According to Amazon.com, my Alan Wake Soundtrack will be finally released 20th July – which is pretty soon. I’ve heard the mastered files a few times on different sound systems and it sounds really damn good. Besides, it seems that the Amazon pricing is quite competitive, at least for a physical CD. Sometimes I feel a bit baffled about all the marketing and promotion stuff, as this link came my way by accident. Literally. I just clicked a wrong link. The usual “what the…” moment.
Also, Sumthing Digital has a link for the soundtrack download already (although the tracks aren’t yet available for download). They have also wisely included a listening station with enough audible clips to close a deal. 😉
9/10 for the LCE package. Nice!
Read the article here.
Also, I came across an article in which Soundelux Design Music Group finally get their props – usually they were never mentioned in a review of the game. Oscar nominee Alan Rankin and his team did some brilliant work and helped create Alan Wake’s ominous atmosphere. Head to mi2n.com. In the same article, according to Mr. Mark Yeend (of Microsoft Game Studios) “(the game has) one of the best and most memorable I’ve ever heard in a video game.”
Speechless am I now.
Originalsoundversion.com’s Gideon Dabi has reviewed Alan Wake OST, read the whole article here.
Kind words out of the blue feel really, really good. Thank you.
If some of my comments and “thank yous” seem overwhelming, it is just due to the natural fact that I know I’ve chosen quite a strange way to decorate a psychothriller – a choice I was originally a bit concerned to take. The more I browsed through my soundtrack CDs and mp3s, the more confident I became, and the choice to leave the obvious path lured me even more.
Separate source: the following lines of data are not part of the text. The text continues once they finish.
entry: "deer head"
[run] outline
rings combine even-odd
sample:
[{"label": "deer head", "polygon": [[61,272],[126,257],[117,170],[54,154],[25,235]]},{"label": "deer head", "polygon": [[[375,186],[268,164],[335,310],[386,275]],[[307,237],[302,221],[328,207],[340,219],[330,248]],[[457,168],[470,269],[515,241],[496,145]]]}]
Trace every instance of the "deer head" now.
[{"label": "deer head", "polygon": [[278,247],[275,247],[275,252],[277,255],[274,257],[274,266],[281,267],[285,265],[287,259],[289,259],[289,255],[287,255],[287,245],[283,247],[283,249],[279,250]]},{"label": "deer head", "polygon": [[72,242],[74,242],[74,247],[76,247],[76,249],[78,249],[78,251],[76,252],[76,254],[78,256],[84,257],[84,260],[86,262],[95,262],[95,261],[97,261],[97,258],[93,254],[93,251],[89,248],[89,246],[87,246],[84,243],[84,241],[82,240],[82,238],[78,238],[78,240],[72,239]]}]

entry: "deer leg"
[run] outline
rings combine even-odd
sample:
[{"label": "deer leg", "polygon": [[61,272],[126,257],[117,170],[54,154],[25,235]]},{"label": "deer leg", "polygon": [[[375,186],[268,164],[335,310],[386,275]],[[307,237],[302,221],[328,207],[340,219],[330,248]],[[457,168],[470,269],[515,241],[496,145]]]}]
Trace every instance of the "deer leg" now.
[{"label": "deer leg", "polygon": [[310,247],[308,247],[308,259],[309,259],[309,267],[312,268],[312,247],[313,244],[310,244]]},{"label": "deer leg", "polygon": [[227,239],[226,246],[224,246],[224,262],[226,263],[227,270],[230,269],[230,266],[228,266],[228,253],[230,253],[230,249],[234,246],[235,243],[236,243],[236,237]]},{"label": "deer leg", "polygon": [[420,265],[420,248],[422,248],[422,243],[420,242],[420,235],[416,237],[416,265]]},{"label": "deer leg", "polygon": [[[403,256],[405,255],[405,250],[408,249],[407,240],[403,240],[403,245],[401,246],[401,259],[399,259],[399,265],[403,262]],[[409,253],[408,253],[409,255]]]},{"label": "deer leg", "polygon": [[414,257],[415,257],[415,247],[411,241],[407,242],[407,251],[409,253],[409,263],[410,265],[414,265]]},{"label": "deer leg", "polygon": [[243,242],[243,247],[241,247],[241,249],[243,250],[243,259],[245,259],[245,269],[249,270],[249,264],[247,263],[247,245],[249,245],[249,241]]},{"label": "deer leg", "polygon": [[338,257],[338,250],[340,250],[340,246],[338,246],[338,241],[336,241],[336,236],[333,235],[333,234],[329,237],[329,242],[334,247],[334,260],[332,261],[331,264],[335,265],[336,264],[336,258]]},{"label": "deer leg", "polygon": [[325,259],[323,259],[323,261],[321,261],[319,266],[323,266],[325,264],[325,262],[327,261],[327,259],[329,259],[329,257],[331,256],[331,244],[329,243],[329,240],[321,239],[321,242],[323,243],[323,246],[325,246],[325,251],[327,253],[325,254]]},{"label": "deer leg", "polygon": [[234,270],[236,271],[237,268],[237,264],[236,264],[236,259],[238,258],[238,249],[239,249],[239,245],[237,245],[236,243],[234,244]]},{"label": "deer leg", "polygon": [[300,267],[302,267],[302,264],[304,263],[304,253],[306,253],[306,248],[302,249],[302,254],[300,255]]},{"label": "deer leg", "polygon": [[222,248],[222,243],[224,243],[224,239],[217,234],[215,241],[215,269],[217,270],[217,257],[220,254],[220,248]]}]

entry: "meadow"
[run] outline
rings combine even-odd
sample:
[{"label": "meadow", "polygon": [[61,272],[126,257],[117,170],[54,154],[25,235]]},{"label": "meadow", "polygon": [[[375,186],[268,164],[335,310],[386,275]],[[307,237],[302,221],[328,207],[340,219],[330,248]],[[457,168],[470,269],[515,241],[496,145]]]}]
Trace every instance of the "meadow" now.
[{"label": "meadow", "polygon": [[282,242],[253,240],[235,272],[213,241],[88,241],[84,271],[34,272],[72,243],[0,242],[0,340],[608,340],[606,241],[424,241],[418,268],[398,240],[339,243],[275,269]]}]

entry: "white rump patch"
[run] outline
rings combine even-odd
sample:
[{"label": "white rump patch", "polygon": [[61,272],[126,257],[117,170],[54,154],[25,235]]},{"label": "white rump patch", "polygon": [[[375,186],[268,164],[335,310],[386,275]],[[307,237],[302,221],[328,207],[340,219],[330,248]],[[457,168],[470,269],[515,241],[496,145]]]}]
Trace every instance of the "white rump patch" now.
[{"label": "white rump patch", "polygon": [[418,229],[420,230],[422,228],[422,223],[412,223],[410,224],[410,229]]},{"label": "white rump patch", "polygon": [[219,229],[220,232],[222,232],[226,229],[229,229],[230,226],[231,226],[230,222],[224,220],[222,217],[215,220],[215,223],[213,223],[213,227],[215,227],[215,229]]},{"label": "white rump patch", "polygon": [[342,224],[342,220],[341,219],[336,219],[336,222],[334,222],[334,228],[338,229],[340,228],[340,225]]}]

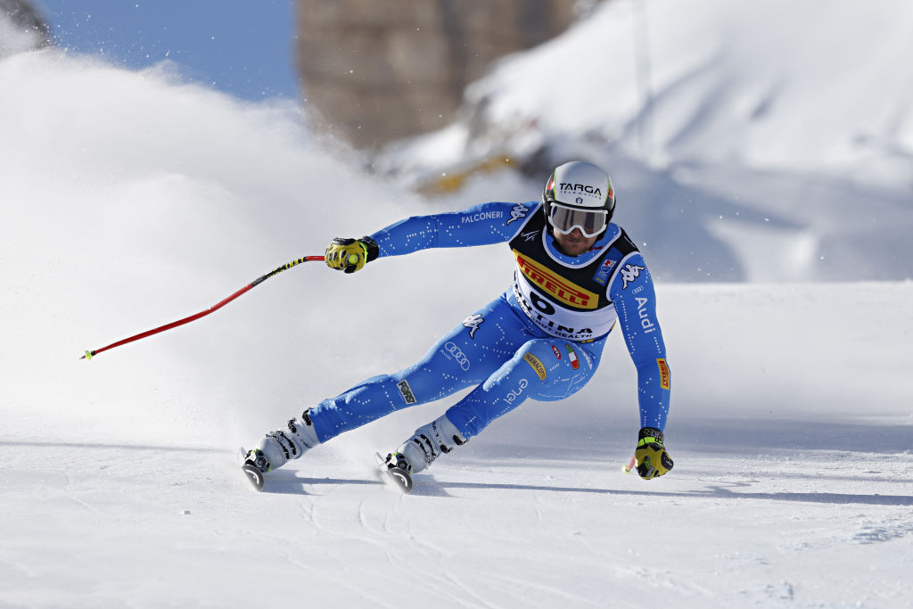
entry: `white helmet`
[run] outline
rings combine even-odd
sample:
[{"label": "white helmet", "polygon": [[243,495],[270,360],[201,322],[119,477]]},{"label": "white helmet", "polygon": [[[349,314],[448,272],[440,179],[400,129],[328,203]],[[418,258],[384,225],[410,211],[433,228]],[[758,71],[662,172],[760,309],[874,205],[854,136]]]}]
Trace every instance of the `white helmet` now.
[{"label": "white helmet", "polygon": [[602,169],[584,161],[557,167],[542,190],[542,211],[561,235],[580,228],[585,236],[596,236],[609,226],[615,211],[612,179]]}]

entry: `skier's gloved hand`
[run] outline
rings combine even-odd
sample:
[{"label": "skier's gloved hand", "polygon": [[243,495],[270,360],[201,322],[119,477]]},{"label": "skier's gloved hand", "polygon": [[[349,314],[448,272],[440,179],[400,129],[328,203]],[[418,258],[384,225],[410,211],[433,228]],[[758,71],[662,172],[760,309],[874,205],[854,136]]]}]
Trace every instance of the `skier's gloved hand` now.
[{"label": "skier's gloved hand", "polygon": [[354,273],[376,258],[378,253],[377,243],[370,236],[362,236],[361,239],[336,237],[327,246],[324,257],[331,268]]},{"label": "skier's gloved hand", "polygon": [[637,473],[645,480],[666,474],[672,469],[672,458],[663,446],[663,432],[656,427],[643,427],[637,435]]}]

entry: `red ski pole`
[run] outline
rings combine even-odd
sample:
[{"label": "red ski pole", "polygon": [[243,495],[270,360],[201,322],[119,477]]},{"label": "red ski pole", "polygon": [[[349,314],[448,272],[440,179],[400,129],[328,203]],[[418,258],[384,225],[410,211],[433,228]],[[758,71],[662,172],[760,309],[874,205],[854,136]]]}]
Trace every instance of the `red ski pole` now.
[{"label": "red ski pole", "polygon": [[99,353],[100,353],[103,351],[108,351],[109,349],[113,349],[114,347],[120,347],[121,345],[127,344],[128,342],[132,342],[133,341],[139,341],[140,339],[144,339],[147,336],[152,336],[152,334],[158,334],[159,332],[163,332],[166,330],[171,330],[172,328],[177,328],[178,326],[183,326],[185,323],[190,323],[191,321],[194,321],[195,320],[199,320],[201,317],[205,317],[206,315],[209,315],[213,311],[215,311],[215,310],[218,310],[219,309],[222,309],[222,307],[225,307],[226,304],[228,304],[229,302],[231,302],[235,299],[236,299],[237,297],[241,296],[241,294],[244,294],[247,290],[252,289],[253,288],[260,285],[261,283],[263,283],[264,281],[266,281],[267,279],[268,279],[269,278],[271,278],[274,275],[278,275],[282,271],[284,271],[286,269],[289,269],[289,268],[291,268],[292,267],[296,267],[296,266],[301,264],[302,262],[310,262],[310,261],[314,261],[314,260],[322,260],[322,259],[323,259],[322,256],[305,256],[305,257],[300,257],[300,258],[296,258],[295,260],[292,260],[291,262],[288,262],[288,263],[282,265],[281,267],[274,268],[273,270],[269,271],[268,273],[267,273],[263,277],[259,277],[259,278],[254,279],[253,281],[251,281],[247,286],[245,286],[241,289],[237,290],[236,292],[235,292],[231,296],[229,296],[228,298],[226,298],[224,300],[221,300],[221,301],[214,304],[212,307],[210,307],[209,309],[207,309],[205,310],[201,310],[199,313],[196,313],[194,315],[191,315],[190,317],[185,317],[183,320],[178,320],[177,321],[172,321],[171,323],[167,323],[167,324],[165,324],[163,326],[159,326],[158,328],[154,328],[152,330],[142,332],[141,334],[137,334],[135,336],[131,336],[130,338],[124,339],[122,341],[118,341],[117,342],[113,342],[113,343],[108,345],[107,347],[101,347],[100,349],[96,349],[94,351],[87,351],[86,353],[85,353],[85,355],[83,355],[79,359],[80,360],[91,360],[92,357],[94,357],[95,355],[98,355]]}]

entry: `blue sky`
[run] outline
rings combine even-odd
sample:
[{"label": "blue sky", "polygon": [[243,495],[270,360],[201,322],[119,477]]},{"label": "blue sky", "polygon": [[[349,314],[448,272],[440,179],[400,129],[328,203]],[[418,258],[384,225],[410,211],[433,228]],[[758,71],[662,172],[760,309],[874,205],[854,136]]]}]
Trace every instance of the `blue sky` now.
[{"label": "blue sky", "polygon": [[294,0],[33,0],[56,43],[130,68],[170,59],[243,100],[299,98]]}]

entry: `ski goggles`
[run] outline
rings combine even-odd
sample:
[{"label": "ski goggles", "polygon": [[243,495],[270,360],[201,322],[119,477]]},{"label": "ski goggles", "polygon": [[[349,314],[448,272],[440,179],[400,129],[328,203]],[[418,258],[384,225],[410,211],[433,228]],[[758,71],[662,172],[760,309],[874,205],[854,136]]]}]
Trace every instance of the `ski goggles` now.
[{"label": "ski goggles", "polygon": [[549,222],[561,235],[570,235],[580,228],[583,236],[596,236],[608,224],[609,213],[604,209],[580,209],[551,202],[549,205]]}]

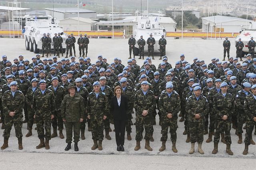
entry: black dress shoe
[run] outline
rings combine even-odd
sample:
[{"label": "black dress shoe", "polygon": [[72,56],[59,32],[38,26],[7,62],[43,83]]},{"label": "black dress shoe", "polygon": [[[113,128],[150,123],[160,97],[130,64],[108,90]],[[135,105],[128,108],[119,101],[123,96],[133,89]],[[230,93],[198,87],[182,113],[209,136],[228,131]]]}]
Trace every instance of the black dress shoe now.
[{"label": "black dress shoe", "polygon": [[65,149],[65,150],[68,151],[69,150],[70,150],[70,149],[71,149],[71,143],[68,143],[68,145],[67,145],[67,147]]},{"label": "black dress shoe", "polygon": [[121,145],[121,146],[120,146],[120,151],[124,151],[124,146],[123,145]]},{"label": "black dress shoe", "polygon": [[118,151],[120,151],[120,146],[118,146],[117,147],[117,148],[116,148],[116,150],[117,150]]}]

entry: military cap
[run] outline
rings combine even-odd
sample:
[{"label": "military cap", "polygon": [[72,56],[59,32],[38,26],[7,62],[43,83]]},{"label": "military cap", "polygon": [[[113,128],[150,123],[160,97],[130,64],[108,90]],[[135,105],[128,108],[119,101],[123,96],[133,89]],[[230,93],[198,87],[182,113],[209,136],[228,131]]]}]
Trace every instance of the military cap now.
[{"label": "military cap", "polygon": [[80,77],[76,78],[76,80],[75,80],[75,82],[82,82],[82,81],[83,80]]}]

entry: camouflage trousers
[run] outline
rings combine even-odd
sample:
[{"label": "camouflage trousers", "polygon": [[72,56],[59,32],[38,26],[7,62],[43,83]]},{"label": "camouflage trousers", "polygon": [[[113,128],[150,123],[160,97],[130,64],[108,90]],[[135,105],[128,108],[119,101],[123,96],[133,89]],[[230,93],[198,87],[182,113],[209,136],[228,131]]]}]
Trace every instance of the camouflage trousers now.
[{"label": "camouflage trousers", "polygon": [[246,114],[244,110],[237,110],[237,133],[239,134],[243,133],[243,125],[245,121]]},{"label": "camouflage trousers", "polygon": [[220,134],[224,132],[225,132],[225,140],[226,143],[227,144],[231,144],[231,138],[230,137],[231,122],[230,120],[217,120],[215,125],[216,126],[216,131],[214,135],[214,143],[219,143],[220,141]]},{"label": "camouflage trousers", "polygon": [[[17,114],[17,113],[16,113]],[[4,119],[5,129],[4,131],[3,136],[5,138],[10,137],[10,133],[12,129],[12,125],[14,125],[15,135],[17,138],[22,137],[21,128],[22,127],[22,114],[17,114],[13,117],[9,114],[6,115]]]},{"label": "camouflage trousers", "polygon": [[200,122],[188,122],[190,135],[190,142],[202,143],[204,141],[204,123],[203,121]]},{"label": "camouflage trousers", "polygon": [[152,115],[148,115],[145,117],[142,115],[136,116],[136,141],[141,141],[143,138],[142,133],[145,128],[146,140],[149,140],[152,133]]},{"label": "camouflage trousers", "polygon": [[170,133],[171,134],[171,140],[173,143],[176,143],[177,140],[177,133],[176,131],[178,127],[176,119],[169,119],[165,116],[163,117],[162,123],[162,130],[161,133],[162,137],[161,141],[166,141],[168,137],[168,129],[170,127]]},{"label": "camouflage trousers", "polygon": [[[44,117],[36,116],[36,122],[37,128],[37,134],[38,138],[43,139],[45,138],[46,140],[51,139],[51,115],[46,116]],[[45,134],[44,127],[45,129]]]},{"label": "camouflage trousers", "polygon": [[72,141],[72,131],[74,131],[74,142],[78,142],[80,138],[81,123],[66,122],[64,124],[67,136],[66,143],[71,143]]},{"label": "camouflage trousers", "polygon": [[160,56],[165,55],[165,47],[160,46]]},{"label": "camouflage trousers", "polygon": [[59,129],[63,129],[63,121],[61,117],[61,111],[56,111],[56,115],[54,115],[54,118],[52,119],[52,123],[53,129],[57,129],[57,127]]},{"label": "camouflage trousers", "polygon": [[104,138],[103,135],[104,122],[103,118],[91,119],[91,123],[92,129],[92,139],[102,141]]},{"label": "camouflage trousers", "polygon": [[251,143],[250,142],[252,137],[252,133],[254,126],[256,126],[256,122],[253,121],[250,118],[246,119],[246,133],[245,133],[245,138],[244,139],[244,143],[249,145]]}]

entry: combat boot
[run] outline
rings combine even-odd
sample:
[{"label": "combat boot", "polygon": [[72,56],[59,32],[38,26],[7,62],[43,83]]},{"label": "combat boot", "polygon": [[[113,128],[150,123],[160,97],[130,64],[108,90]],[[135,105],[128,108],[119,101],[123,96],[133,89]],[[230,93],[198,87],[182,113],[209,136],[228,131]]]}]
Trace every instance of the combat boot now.
[{"label": "combat boot", "polygon": [[246,144],[245,144],[244,146],[244,152],[243,152],[243,154],[246,155],[248,153],[248,149],[249,147],[249,145]]},{"label": "combat boot", "polygon": [[214,148],[213,149],[213,150],[212,150],[212,154],[216,154],[217,152],[218,152],[218,143],[214,143]]},{"label": "combat boot", "polygon": [[92,150],[95,150],[98,148],[98,141],[96,140],[94,140],[93,143],[93,146],[92,147],[91,149]]},{"label": "combat boot", "polygon": [[177,153],[178,150],[176,149],[176,143],[172,143],[172,150],[174,153]]},{"label": "combat boot", "polygon": [[98,145],[98,149],[99,150],[102,150],[102,140],[99,141],[99,143]]},{"label": "combat boot", "polygon": [[30,136],[32,136],[32,128],[30,128],[28,130],[28,132],[26,135],[26,137],[29,137]]},{"label": "combat boot", "polygon": [[81,139],[82,140],[85,139],[85,136],[84,136],[84,129],[81,129]]},{"label": "combat boot", "polygon": [[237,143],[241,144],[242,142],[243,138],[242,136],[242,134],[238,134],[238,141],[237,141]]},{"label": "combat boot", "polygon": [[64,135],[63,135],[63,134],[62,133],[62,129],[60,129],[60,139],[64,139]]},{"label": "combat boot", "polygon": [[195,143],[191,143],[191,149],[189,152],[190,154],[193,154],[195,152]]},{"label": "combat boot", "polygon": [[225,134],[224,133],[221,133],[220,136],[221,137],[221,139],[220,141],[223,143],[226,144],[226,140],[225,140]]},{"label": "combat boot", "polygon": [[136,146],[134,148],[134,150],[138,150],[140,149],[140,141],[136,141]]},{"label": "combat boot", "polygon": [[206,143],[209,143],[212,141],[212,132],[209,133],[208,139],[206,140]]},{"label": "combat boot", "polygon": [[149,151],[153,150],[152,148],[149,145],[149,140],[146,140],[145,141],[145,149],[147,149]]},{"label": "combat boot", "polygon": [[111,140],[111,137],[109,135],[109,131],[107,130],[105,131],[105,137],[108,140]]},{"label": "combat boot", "polygon": [[74,147],[75,148],[74,150],[75,151],[78,151],[78,150],[79,150],[78,146],[77,145],[77,142],[75,142],[75,145],[74,145]]},{"label": "combat boot", "polygon": [[187,139],[186,140],[186,143],[190,142],[190,135],[188,133],[187,134]]},{"label": "combat boot", "polygon": [[65,148],[65,150],[67,151],[71,149],[71,143],[68,143],[67,146]]},{"label": "combat boot", "polygon": [[49,145],[49,140],[45,139],[45,149],[50,149],[50,146]]},{"label": "combat boot", "polygon": [[132,141],[132,137],[131,137],[130,133],[127,133],[127,140],[128,141]]},{"label": "combat boot", "polygon": [[22,138],[21,137],[18,138],[18,143],[19,144],[19,150],[21,150],[23,149],[23,147],[22,147]]},{"label": "combat boot", "polygon": [[166,141],[162,141],[162,146],[160,148],[159,148],[159,151],[160,152],[163,151],[166,149],[165,147],[165,144],[166,143]]},{"label": "combat boot", "polygon": [[233,155],[233,152],[230,149],[230,144],[226,144],[226,152],[230,155]]},{"label": "combat boot", "polygon": [[204,154],[204,150],[203,150],[202,149],[202,143],[198,143],[198,152],[200,153],[200,154]]},{"label": "combat boot", "polygon": [[53,138],[58,136],[58,134],[57,133],[57,128],[54,128],[53,129],[53,133],[51,135],[51,138]]},{"label": "combat boot", "polygon": [[9,139],[5,137],[4,138],[4,144],[1,147],[1,149],[5,149],[6,148],[8,147],[8,139]]},{"label": "combat boot", "polygon": [[39,143],[39,145],[36,146],[36,148],[37,149],[40,149],[45,147],[45,145],[44,144],[44,139],[41,138],[40,139],[40,143]]}]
I wrote in my SEMO essay “(the composer’s) …always on the edge, leaning towards the wind”, and it sure as hell felt like that. There were just too many things that could have gone wrong, especially when putting some beauty into madness – but after all, that’s life in itself (although not in a usual setting): finding order in chaos, a reason to survive.
I wrote a lengthy post-mortem article for Square Enix Music Online, which is now online. It’s principally written about the scoring itself, with a slightly different point of view, I’d say.
One should think that as my box of mental tools, wide open. Also included is a healthy dose of criticism towards the catalogue music and its careless usage, but most of the time I happened to stay on the right tracks, it seems. After reading the article myself, I feel it reflects pretty well the train of thought and the amount of effort put into what I think I do best.
Read the whole article here.
Note: In the article, orchestrator David Christiansen is mentioned, but his name is erroneously spelled as Christensen. My bad, sorry David!
WhenSpamAttacks.com reviews the game with some kind words on the soundtrack: “This game has a GREAT soundtrack. Props to Petri Alanko, the soundtrack composer, for providing some of the best music in a game since Fallout 3.” Thanks, anonymous, for the link.
By the way, Fallout 3 is among the very few games that I’ve ever had enough stamina to play through, twice, and thus I appreciate the comparison. So: thanks!